Gaussian Processes

Table of Contents


  • Variational framework for learning inducing variables can be intepreted as minimizing a rigorously defined KL-divergence between the approximating and posterior processes. matthews15_spars_variat_method_kullb_leibl

Useful notes

Hyperparameters tuning


As of right now, must of the notes regarding this topic can be found in the notes for the book Guassian Proccesses for Machine Learning.

These will be moved in the future.

Automatic Relevance Determination

Consider the covariance function:

\mathbf{K}_{nn'} = v \exp \Bigg[ - \frac{1}{2} \sum_{d=1}^D \Big( \frac{x_n^{(d)} - x_{n'}^{(d)}}{r_d} \Big)^2 \Bigg]

The parameter $r_d$ is the length scale of the function along input dimension $d$. This implies that as $r_d \rightarrow \infty$ the function $f$ varies less and less as a function $x^{(d)}$, that is, the dth dimension becomes irrelevant.

Hence, given data, by learning the lengthscales $(r_1, \dots, r_D)$ is is possible to do automatic feature selection.

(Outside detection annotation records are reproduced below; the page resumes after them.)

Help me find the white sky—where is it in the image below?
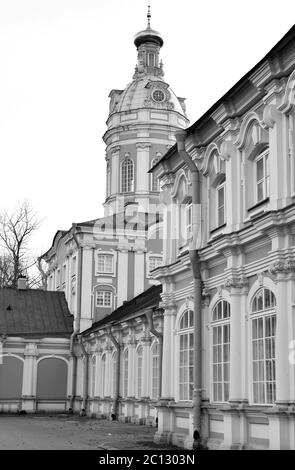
[0,0,295,254]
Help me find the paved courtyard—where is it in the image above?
[0,414,177,450]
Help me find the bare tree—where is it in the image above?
[0,201,40,287]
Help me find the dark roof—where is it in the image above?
[149,25,295,173]
[83,285,162,335]
[0,289,74,337]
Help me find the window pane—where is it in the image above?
[256,158,264,182]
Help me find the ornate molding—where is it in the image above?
[224,276,248,289]
[268,258,295,275]
[136,142,152,150]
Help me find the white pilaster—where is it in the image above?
[135,142,151,193]
[117,249,128,307]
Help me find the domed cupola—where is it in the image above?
[103,1,189,216]
[133,5,164,79]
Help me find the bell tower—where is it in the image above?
[103,4,189,216]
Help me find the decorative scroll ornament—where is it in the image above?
[268,258,295,275]
[224,276,248,289]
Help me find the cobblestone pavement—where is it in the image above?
[0,414,179,450]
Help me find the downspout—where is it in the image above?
[145,309,163,399]
[79,336,89,416]
[69,224,83,413]
[175,131,202,449]
[107,326,120,420]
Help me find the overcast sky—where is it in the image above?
[0,0,295,254]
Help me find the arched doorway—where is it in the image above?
[37,357,68,411]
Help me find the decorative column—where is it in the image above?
[22,343,38,413]
[117,245,128,308]
[133,247,146,297]
[154,294,176,443]
[80,243,95,331]
[125,326,137,420]
[135,142,151,193]
[110,145,120,195]
[140,329,151,399]
[269,260,295,408]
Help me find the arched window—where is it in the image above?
[255,148,269,203]
[212,300,230,402]
[179,310,194,400]
[121,157,134,193]
[148,52,155,67]
[251,287,276,404]
[112,352,117,397]
[151,343,160,398]
[123,349,128,398]
[101,354,106,397]
[151,152,162,192]
[90,356,96,397]
[136,346,143,398]
[216,176,226,227]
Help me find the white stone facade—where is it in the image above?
[154,31,295,449]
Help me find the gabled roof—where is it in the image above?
[82,285,162,335]
[0,288,74,337]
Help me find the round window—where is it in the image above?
[152,90,165,103]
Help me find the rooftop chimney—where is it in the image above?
[17,276,27,290]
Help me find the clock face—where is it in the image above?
[152,90,165,103]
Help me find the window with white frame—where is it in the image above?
[149,256,162,274]
[56,268,61,287]
[96,290,112,307]
[90,356,96,397]
[212,300,230,402]
[151,343,160,398]
[61,264,67,284]
[151,152,162,192]
[101,354,106,397]
[121,157,134,193]
[123,349,128,398]
[112,352,117,397]
[216,180,226,227]
[185,202,193,241]
[97,253,114,274]
[251,287,276,405]
[255,149,269,202]
[179,310,194,401]
[72,256,77,276]
[136,346,143,398]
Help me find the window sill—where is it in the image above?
[248,197,269,212]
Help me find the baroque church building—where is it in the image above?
[0,6,295,450]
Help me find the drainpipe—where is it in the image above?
[69,224,83,412]
[145,309,163,398]
[107,326,120,420]
[79,336,89,416]
[175,131,202,449]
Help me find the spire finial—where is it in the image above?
[147,0,152,28]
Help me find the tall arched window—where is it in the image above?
[136,346,143,398]
[251,287,276,404]
[151,152,162,192]
[123,349,128,398]
[255,148,269,202]
[151,343,160,398]
[101,354,106,397]
[216,176,226,227]
[112,352,117,397]
[90,356,96,397]
[121,157,134,193]
[179,310,194,400]
[212,300,230,402]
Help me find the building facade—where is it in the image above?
[153,27,295,449]
[0,279,73,413]
[43,11,188,331]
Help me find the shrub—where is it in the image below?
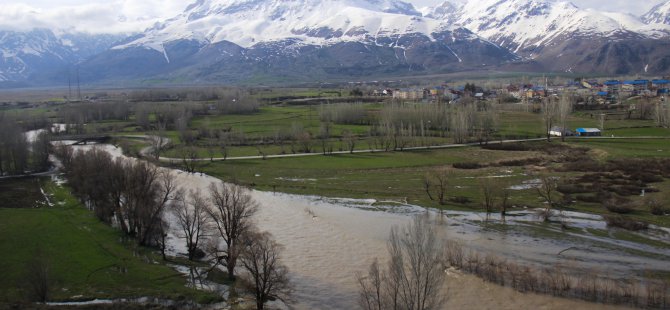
[603,215,649,231]
[556,184,591,194]
[647,199,668,215]
[603,198,635,214]
[453,163,486,170]
[498,157,543,167]
[449,196,472,204]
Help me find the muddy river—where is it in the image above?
[60,145,670,309]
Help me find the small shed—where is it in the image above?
[577,128,603,137]
[549,126,575,137]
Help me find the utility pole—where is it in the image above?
[77,66,81,101]
[67,67,72,102]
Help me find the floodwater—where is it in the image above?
[60,145,670,309]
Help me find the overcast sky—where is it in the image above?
[0,0,662,33]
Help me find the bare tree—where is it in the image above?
[342,129,356,154]
[541,97,557,142]
[550,94,572,141]
[423,168,451,205]
[500,184,512,221]
[357,259,384,310]
[240,232,291,310]
[149,124,170,160]
[319,122,333,155]
[479,179,498,220]
[654,101,670,128]
[208,183,258,279]
[358,216,446,310]
[537,176,559,222]
[173,190,211,260]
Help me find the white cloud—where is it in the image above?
[0,0,187,33]
[0,0,661,33]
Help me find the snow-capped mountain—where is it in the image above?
[0,29,124,82]
[79,0,516,81]
[429,0,670,73]
[431,0,670,56]
[642,1,670,25]
[115,0,460,50]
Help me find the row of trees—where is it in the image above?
[57,146,290,309]
[358,216,447,310]
[172,183,291,309]
[0,114,50,176]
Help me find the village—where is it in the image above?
[368,77,670,104]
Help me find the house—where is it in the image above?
[651,79,670,96]
[604,80,621,94]
[549,126,575,137]
[577,128,602,137]
[393,88,425,100]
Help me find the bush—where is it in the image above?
[647,199,670,215]
[556,184,591,194]
[449,196,472,204]
[482,143,533,152]
[604,215,649,231]
[603,198,635,214]
[498,158,543,167]
[453,163,486,170]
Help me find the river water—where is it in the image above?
[60,145,670,309]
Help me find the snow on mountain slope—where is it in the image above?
[0,29,120,81]
[642,1,670,25]
[115,0,462,51]
[432,0,670,56]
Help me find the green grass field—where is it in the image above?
[0,181,220,308]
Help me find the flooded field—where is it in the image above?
[60,145,670,309]
[0,177,47,208]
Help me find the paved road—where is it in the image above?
[155,138,546,162]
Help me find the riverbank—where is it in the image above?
[10,141,667,309]
[0,178,220,308]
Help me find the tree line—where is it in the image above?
[56,146,291,309]
[0,114,51,176]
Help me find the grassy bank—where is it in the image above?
[198,139,670,226]
[0,181,219,306]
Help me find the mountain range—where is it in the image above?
[0,0,670,87]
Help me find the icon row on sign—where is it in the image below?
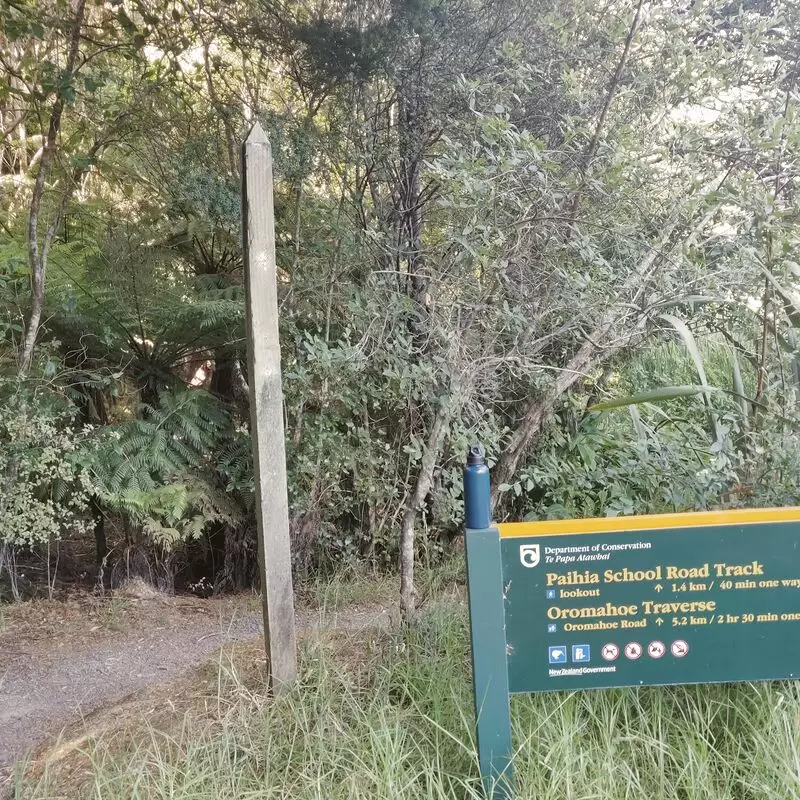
[547,644,592,664]
[600,639,689,661]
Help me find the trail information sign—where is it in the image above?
[499,509,800,692]
[465,446,800,800]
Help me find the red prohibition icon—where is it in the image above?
[625,642,642,661]
[600,642,619,661]
[669,639,689,658]
[647,641,667,658]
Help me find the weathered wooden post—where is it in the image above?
[242,122,297,690]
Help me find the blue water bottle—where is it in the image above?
[464,444,492,530]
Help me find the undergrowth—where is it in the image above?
[19,604,800,800]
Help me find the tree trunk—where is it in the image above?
[19,0,86,377]
[400,405,449,621]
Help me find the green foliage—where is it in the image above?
[0,379,92,548]
[90,390,240,549]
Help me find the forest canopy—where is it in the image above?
[0,0,800,611]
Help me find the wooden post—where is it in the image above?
[242,122,297,690]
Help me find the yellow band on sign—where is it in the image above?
[495,506,800,539]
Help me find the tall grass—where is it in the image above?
[24,607,800,800]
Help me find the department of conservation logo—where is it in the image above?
[519,544,539,567]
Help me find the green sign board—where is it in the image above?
[500,520,800,692]
[466,496,800,798]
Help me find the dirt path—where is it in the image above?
[0,598,389,775]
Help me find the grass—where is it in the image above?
[14,604,800,800]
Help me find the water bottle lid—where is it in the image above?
[467,444,486,465]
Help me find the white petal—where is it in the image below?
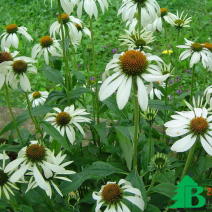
[171,134,196,152]
[200,136,212,156]
[116,77,132,110]
[137,77,148,111]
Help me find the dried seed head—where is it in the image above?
[6,24,18,33]
[26,144,46,162]
[56,112,71,126]
[40,35,53,48]
[13,60,27,74]
[190,117,209,134]
[102,183,122,203]
[119,50,148,76]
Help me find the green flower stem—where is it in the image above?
[147,171,158,194]
[137,3,142,32]
[24,92,43,138]
[190,65,195,102]
[163,79,168,140]
[5,85,23,143]
[181,142,198,179]
[58,0,72,91]
[147,122,154,166]
[133,78,140,171]
[90,18,99,124]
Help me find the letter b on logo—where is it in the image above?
[184,186,206,208]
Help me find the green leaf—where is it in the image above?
[20,205,33,212]
[0,144,22,152]
[115,126,133,170]
[145,204,161,212]
[156,170,175,183]
[42,66,63,84]
[69,87,91,99]
[0,105,52,135]
[93,123,107,143]
[126,171,147,207]
[32,105,52,116]
[103,97,127,119]
[150,183,176,198]
[62,161,124,193]
[41,121,70,151]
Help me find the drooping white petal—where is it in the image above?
[171,134,196,152]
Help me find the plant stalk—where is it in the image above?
[181,142,197,179]
[24,92,43,138]
[90,18,99,124]
[5,85,23,143]
[133,78,140,171]
[137,3,142,32]
[190,65,195,102]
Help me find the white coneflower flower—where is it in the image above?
[32,35,62,65]
[93,179,144,212]
[50,13,91,44]
[5,56,37,92]
[119,29,154,50]
[202,43,212,71]
[166,11,192,29]
[74,0,108,18]
[118,0,160,25]
[0,48,18,89]
[149,152,171,172]
[204,85,212,108]
[26,152,75,198]
[46,105,90,144]
[99,50,169,110]
[71,23,91,48]
[28,91,49,107]
[147,81,166,100]
[44,0,76,14]
[0,24,33,49]
[0,152,18,200]
[146,8,175,32]
[164,108,212,155]
[177,38,212,68]
[5,141,65,189]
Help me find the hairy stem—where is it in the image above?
[5,85,23,143]
[133,78,139,170]
[181,142,197,179]
[24,92,43,138]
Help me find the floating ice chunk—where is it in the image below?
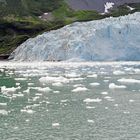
[52,82,63,87]
[72,87,88,92]
[23,88,30,93]
[52,123,60,127]
[1,86,20,94]
[109,83,126,89]
[15,78,27,81]
[65,73,81,78]
[39,76,69,83]
[83,98,102,103]
[114,104,119,107]
[86,106,95,109]
[0,110,8,115]
[73,84,84,88]
[129,99,135,103]
[53,91,60,93]
[21,109,35,114]
[28,83,34,86]
[87,120,94,123]
[87,74,98,78]
[37,87,52,92]
[0,103,7,106]
[101,92,108,95]
[16,83,20,86]
[118,78,140,84]
[61,100,68,103]
[113,70,125,75]
[104,96,112,99]
[123,111,130,114]
[90,83,100,87]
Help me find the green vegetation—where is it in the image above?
[0,0,140,54]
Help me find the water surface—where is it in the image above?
[0,62,140,140]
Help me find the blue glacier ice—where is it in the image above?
[10,12,140,61]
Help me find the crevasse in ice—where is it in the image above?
[10,13,140,61]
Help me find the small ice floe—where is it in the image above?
[0,109,8,115]
[89,83,100,87]
[15,78,27,81]
[30,87,52,93]
[123,111,130,114]
[1,86,20,94]
[101,92,108,95]
[61,100,68,103]
[109,83,126,89]
[114,104,119,107]
[105,107,108,110]
[52,123,60,127]
[72,87,88,92]
[129,99,135,103]
[113,70,125,75]
[28,83,34,86]
[23,88,30,94]
[83,98,102,103]
[0,103,7,106]
[87,74,98,78]
[52,82,63,87]
[73,84,84,88]
[86,106,95,109]
[65,73,81,78]
[53,91,60,93]
[127,5,135,11]
[104,80,109,83]
[118,78,140,84]
[20,109,35,114]
[39,76,69,83]
[104,96,115,102]
[16,83,20,86]
[87,120,94,123]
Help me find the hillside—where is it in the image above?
[0,0,140,54]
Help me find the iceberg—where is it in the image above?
[10,12,140,61]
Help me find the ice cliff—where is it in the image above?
[10,13,140,61]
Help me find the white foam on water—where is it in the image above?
[72,87,88,92]
[118,78,140,84]
[83,98,102,103]
[109,83,126,89]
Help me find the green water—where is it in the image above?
[0,62,140,140]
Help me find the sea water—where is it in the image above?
[0,62,140,140]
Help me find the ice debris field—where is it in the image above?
[0,62,140,140]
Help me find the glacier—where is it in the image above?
[10,12,140,61]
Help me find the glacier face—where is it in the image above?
[10,13,140,61]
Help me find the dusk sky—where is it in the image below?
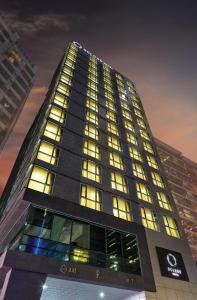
[0,0,197,192]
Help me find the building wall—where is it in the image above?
[0,16,36,151]
[155,139,197,262]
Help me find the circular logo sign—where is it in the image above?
[167,253,177,267]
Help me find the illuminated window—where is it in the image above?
[137,119,146,129]
[60,73,72,85]
[85,124,99,141]
[109,152,124,170]
[111,172,128,193]
[140,207,159,231]
[112,196,131,221]
[107,122,119,136]
[124,120,135,132]
[57,82,70,96]
[49,105,65,123]
[163,216,180,238]
[63,65,73,76]
[106,110,117,122]
[53,93,68,108]
[157,192,172,211]
[80,184,101,211]
[87,89,98,100]
[136,183,152,203]
[143,142,154,154]
[86,99,98,112]
[132,163,146,180]
[146,155,159,169]
[82,159,101,182]
[37,141,59,165]
[28,166,54,194]
[122,109,132,121]
[127,132,138,146]
[108,135,122,151]
[151,172,165,188]
[134,108,143,119]
[86,110,98,125]
[129,147,143,161]
[44,121,62,142]
[83,140,100,159]
[140,129,150,141]
[105,100,116,111]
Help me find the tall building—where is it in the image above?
[0,15,36,151]
[155,139,197,262]
[0,42,197,300]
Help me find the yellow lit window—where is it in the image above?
[63,65,73,77]
[140,129,150,141]
[107,122,119,136]
[28,166,54,194]
[86,99,98,112]
[85,124,99,141]
[71,248,89,263]
[111,172,128,193]
[157,192,172,211]
[53,93,69,108]
[134,108,143,119]
[37,141,59,165]
[60,73,72,85]
[143,142,154,154]
[44,121,62,142]
[57,82,70,96]
[105,90,114,102]
[132,101,141,109]
[124,120,135,132]
[151,172,165,188]
[82,159,101,182]
[109,152,124,170]
[163,216,180,238]
[88,81,98,92]
[86,110,98,125]
[137,119,146,129]
[163,216,180,238]
[87,89,98,100]
[129,147,143,161]
[127,132,138,146]
[112,196,131,221]
[140,207,159,231]
[83,140,100,159]
[122,109,132,121]
[105,100,116,111]
[132,163,146,180]
[80,184,101,211]
[108,135,122,151]
[49,105,65,123]
[136,183,152,203]
[106,110,117,122]
[121,101,131,110]
[146,155,159,169]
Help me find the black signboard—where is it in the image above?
[156,247,189,281]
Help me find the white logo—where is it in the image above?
[166,253,177,267]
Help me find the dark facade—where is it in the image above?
[0,16,36,151]
[0,42,195,299]
[155,139,197,262]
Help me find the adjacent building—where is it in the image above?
[0,42,197,300]
[0,15,35,151]
[155,139,197,262]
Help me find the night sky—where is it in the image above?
[0,0,197,192]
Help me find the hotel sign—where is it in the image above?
[156,247,189,281]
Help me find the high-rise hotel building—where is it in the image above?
[0,15,36,151]
[0,42,197,300]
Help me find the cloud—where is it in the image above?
[0,10,86,35]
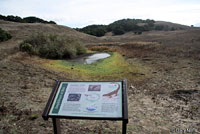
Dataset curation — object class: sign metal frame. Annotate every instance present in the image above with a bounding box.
[42,79,128,134]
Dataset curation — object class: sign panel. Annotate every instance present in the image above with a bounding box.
[49,82,122,118]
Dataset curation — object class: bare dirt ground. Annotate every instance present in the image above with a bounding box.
[0,21,200,134]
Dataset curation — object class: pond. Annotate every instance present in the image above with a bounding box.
[69,53,111,64]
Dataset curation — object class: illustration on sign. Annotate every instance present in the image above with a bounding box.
[49,82,122,117]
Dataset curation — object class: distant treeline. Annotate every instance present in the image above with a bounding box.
[0,15,56,24]
[76,19,180,37]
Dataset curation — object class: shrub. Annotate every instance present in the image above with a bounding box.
[0,28,12,42]
[20,34,86,59]
[19,43,33,53]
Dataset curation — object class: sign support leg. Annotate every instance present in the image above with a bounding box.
[122,121,127,134]
[52,118,61,134]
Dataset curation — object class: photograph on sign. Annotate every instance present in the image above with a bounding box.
[49,82,122,118]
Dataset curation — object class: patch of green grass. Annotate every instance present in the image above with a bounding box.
[46,52,141,80]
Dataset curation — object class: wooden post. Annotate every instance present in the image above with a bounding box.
[52,118,61,134]
[122,120,127,134]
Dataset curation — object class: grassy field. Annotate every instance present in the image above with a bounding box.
[44,52,145,80]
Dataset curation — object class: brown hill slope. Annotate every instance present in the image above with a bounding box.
[0,20,101,59]
[0,20,101,43]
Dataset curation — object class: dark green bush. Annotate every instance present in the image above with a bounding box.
[20,34,86,59]
[0,28,12,42]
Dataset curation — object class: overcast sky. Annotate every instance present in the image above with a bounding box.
[0,0,200,28]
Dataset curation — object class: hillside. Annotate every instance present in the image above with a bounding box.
[76,19,190,37]
[0,20,101,59]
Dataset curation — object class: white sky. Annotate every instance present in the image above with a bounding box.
[0,0,200,28]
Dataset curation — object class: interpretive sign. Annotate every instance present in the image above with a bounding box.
[42,80,128,133]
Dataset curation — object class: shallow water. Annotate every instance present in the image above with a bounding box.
[70,53,111,64]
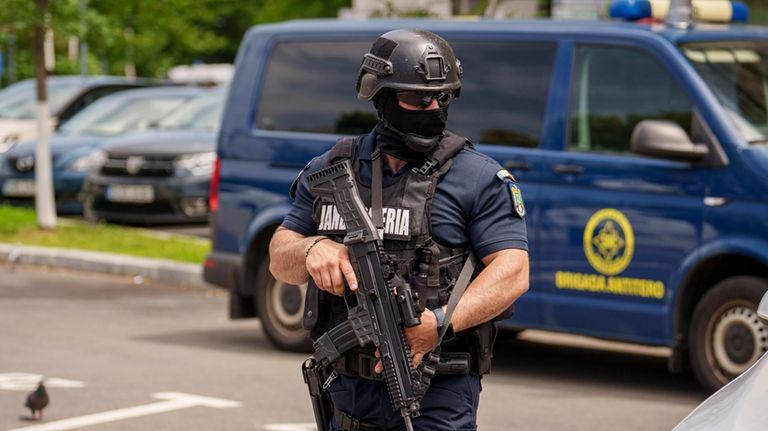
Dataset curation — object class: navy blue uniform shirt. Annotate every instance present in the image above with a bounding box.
[283,127,528,259]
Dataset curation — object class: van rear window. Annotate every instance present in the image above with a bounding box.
[256,40,556,147]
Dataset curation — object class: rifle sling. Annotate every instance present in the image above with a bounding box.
[437,252,477,345]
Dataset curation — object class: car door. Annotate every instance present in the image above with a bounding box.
[535,41,706,343]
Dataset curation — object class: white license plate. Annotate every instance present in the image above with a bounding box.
[106,184,155,204]
[3,179,35,198]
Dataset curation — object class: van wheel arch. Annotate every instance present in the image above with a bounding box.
[687,276,768,392]
[670,254,768,390]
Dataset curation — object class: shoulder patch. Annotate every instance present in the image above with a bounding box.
[496,169,517,183]
[507,182,525,218]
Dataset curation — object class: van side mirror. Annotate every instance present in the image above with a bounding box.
[630,120,709,161]
[757,292,768,325]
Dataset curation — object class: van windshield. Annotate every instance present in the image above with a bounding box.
[681,41,768,144]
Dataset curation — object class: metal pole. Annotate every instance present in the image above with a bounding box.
[8,33,16,84]
[34,0,56,229]
[80,0,88,76]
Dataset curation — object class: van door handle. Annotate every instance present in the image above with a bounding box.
[504,160,531,171]
[555,164,584,175]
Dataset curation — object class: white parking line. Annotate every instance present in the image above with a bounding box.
[9,392,242,431]
[264,422,317,431]
[0,373,85,391]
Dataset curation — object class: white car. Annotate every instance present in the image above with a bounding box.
[673,293,768,431]
[0,76,152,153]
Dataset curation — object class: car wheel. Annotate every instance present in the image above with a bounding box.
[689,276,768,392]
[255,259,312,352]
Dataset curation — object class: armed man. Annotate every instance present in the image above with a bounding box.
[270,30,528,431]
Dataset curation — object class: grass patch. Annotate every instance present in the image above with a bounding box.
[0,205,211,263]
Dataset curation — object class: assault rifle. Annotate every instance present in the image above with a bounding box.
[304,160,428,431]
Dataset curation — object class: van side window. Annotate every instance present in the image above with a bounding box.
[569,46,693,154]
[256,40,556,147]
[448,41,557,148]
[256,40,377,134]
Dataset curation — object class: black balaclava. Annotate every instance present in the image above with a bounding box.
[376,93,448,163]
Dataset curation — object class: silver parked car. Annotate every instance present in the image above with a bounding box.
[673,293,768,431]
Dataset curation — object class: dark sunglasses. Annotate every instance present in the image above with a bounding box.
[397,91,454,109]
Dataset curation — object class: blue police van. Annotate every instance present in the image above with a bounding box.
[204,1,768,389]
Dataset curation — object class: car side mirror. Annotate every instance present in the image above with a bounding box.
[757,292,768,325]
[630,120,709,161]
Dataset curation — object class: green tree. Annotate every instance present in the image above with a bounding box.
[0,0,351,83]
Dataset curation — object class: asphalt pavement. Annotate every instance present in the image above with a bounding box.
[0,264,704,431]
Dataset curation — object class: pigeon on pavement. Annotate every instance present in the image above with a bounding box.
[24,381,50,420]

  • A Tutorial on Gaussian Processes (or why I don't use SVMs) by Zoubin Ghahramani A short presentation, providing an overview and showing how the objective function of a SVM is quite similar to a GP, but GP also has other nicer properties. He makes the following notes when comparing GPs with SVMs:
    • GP incorporates uncertainty
    • GP computes $p(y = +1 | \mathbf{x})$, not $p(y = +1| \hat{\mathbf{f}}, \mathbf{x})$ as SVM
    • GP can learn the kernel parameters automatically from data, no matter how flexible we make the kernel
    • GP can learn the regularization parameter $C$ without cross-validation
    • Can combine automatic feature selection with learning using automatic relevance determination (ARD)

Connection to RKHSs

  • If both uses the same kernel, the posterior mean of a GP regression equals the estimator of kernel ridge regression

Connections between GPs and Kernel Ridge Regression


  • $\mathcal{X}$ non-empty set
  • $\mathfrak{f}: \mathcal{X} \to \mathbb{R}$ be a function
  • Given set of pairs $\left\{ (x_i, y_i) \right\}_{i = 1}^n \subseteq \mathcal{X} \times \mathbb{R}$ for $n \in \mathbb{N}$
  • Assumption/model:

y_i = \mathfrak{f}(x_i) + \xi_i, \quad i = 1, \dots, n

    where $\xi_i$ is a zero-mean rv. which represents "noise" or uncontrollable error

  • If $\xi_i = 0$ for all $i$,i .e. no output noise, then we call the problem interpolation
  • $X := \left\{ x_1, \dots, x_n \right\} \in \mathcal{X}^n$
  • $Y := \left\{ y_1,  \dots, y_n \right\} \in \mathbb{R}^n$
  • $\mathfrak{f}_X := \big( \mathfrak{f}(x_1), \dots, \mathfrak{f}(x_n) \big)^T$ in the noise-free/interpolation case

Gaussian Process Regression and Interpolation

  • Also known as Kriging or Wiener-Kolmogorov prediction
  • Non-parameter method for regression